HuDOR: Bridging the Human to Robot Dexterity Gap through Object-Oriented Rewards

New York University


Abstract

Training robots directly from human videos is an emerging area in robotics and computer vision. While there has been notable progress with two-fingered grippers, learning autonomous tasks without teleoperation remains a difficult problem for multi-fingered robot hands. A key reason for this difficulty is that a policy trained on human hands may not directly transfer to a robot hand with a different morphology.

In this work, we present HUDOR, a technique that enables online fine-tuning of the policy by constructing a reward function from the human video.
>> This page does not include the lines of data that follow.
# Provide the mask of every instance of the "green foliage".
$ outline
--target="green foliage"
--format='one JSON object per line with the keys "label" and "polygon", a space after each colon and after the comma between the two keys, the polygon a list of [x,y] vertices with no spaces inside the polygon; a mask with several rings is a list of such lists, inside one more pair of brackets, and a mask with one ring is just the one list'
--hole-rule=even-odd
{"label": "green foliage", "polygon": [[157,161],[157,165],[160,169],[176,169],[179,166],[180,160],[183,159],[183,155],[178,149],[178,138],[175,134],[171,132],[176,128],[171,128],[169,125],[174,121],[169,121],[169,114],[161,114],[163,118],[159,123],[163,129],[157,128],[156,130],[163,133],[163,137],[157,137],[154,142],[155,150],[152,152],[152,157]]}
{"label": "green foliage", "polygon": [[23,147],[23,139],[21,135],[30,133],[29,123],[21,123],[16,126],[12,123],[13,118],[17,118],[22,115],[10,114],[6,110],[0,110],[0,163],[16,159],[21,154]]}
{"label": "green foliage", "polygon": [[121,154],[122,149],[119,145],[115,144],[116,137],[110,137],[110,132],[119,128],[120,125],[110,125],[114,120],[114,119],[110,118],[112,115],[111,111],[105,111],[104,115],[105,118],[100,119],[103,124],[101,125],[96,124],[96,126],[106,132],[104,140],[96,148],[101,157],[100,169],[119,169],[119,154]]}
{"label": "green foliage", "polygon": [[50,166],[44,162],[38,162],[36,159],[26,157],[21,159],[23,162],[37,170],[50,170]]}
Importantly, this reward function is built using object-oriented rewards derived from off-the-shelf point trackers, which allows for meaningful learning signals even when the robot hand is in the visual observation, while the human hand is used to construct the reward. Given a single video of human solving a task, such as gently opening a music box, HUDOR allows our four- fingered Allegro hand to learn this task with just an hour of online interaction. Our experiments across four tasks, show that HUDOR outperforms alternatives with an average of 4× improvement.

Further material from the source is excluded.